The (faulty) idea was to drop incoming data into a queue and if the rate was too high, wait to empty that queue until a certain "command/per second" rate was fullfilled. There was also a timed routine that every second force-emptied the queue to make sure it would be cleaned up also if noone made any further commands.
In retrospect it sounds silly but the "rate of command" was based on a simple two-time-points derivative;
rate = 1 / (now - last_command_time)
If this rate exceeded a set value, the batch queuing mechanism would kick in. The issue with this (which is easy to see now) is that if you set your limit at (say) 100 commands / second, two commands can happen to enter so close to each other time that their rate far exceed that limit just based on the time passed between them. But there are not actually 100 commands coming in every second which is really what the mechanism was meant to react to.
So basically using a moment-to-moment rate like this is just too noisy to be useful; the value will jump all over the place. The slowdown seen was basically the DoS protection kicking in because when you are relaying data to other users, each of them will receive "commands" in quick succession - fast enough to trigger the limiter. These would be routed to the queue and the sometimes-delay simply depended on when the queue cleanup mechanism happened to kick in.
Once having identfied the rate measuring bug, the obvious solution to this would be to gather command rates over a longer time period and take an average - you will then filter out the moment-to-moment noise and get an actually useful rate.

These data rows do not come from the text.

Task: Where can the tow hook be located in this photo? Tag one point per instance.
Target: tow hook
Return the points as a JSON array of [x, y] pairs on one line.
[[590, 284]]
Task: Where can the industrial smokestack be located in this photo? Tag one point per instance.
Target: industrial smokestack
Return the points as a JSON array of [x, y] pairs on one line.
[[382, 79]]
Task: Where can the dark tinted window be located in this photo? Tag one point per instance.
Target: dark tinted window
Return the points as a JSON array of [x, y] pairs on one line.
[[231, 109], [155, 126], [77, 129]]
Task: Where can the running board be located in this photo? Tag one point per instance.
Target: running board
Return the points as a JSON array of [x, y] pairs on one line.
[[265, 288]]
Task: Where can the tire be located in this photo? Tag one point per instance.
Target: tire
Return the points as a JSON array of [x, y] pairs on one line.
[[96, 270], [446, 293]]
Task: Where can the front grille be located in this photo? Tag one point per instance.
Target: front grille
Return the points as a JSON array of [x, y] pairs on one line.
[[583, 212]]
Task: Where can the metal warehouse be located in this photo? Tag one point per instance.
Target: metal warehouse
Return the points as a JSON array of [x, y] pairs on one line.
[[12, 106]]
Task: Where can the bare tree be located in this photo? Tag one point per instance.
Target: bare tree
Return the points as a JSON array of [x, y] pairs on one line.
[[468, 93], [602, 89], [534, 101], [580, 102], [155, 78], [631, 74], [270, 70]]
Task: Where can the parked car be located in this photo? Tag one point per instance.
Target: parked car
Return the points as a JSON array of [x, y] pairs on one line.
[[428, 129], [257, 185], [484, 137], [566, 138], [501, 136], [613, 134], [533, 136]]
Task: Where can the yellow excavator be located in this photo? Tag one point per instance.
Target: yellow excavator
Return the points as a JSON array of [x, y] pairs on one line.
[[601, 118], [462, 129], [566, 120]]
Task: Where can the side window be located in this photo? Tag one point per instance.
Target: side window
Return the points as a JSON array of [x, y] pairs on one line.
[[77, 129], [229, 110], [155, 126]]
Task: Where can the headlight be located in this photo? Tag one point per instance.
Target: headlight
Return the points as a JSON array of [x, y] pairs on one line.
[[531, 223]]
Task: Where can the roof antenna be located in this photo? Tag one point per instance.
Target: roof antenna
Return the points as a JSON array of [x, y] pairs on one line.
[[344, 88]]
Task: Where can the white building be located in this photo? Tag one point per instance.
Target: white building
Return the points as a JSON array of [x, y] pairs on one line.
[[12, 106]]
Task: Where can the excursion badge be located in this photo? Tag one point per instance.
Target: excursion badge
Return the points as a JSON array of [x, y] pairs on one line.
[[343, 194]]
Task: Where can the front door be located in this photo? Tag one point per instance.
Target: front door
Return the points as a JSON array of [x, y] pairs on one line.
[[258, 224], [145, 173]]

Instead I ended up going with an even simpler solution: Every command that comes in ups a counter. If I want a command rate limit of 100 commands/second, I wait until that counter reaches 100. At that point I check when the time difference between now and when the counter was last reset. If this value is below 1, well then our command rate is higher than 100/second and I can kick in whatever queuing or limiter is needed. The drawback is that until you have 100 commands you won't know the rate. In practice though, once the rate is high enough to be of interest, this simple solution leads to an automatic check with minimal overhead.
In the end I actually removed the batch-sending component completely and instead added command DoS protection higher up on the Portal side. The Command-input is now rate limited using the same count-until-limit mechanism. Seems to work fine. People have no artificial slowdowns anymore and the DoS limiter will only kick in at loads that are actually relevant. And so all was again well in Evennia world.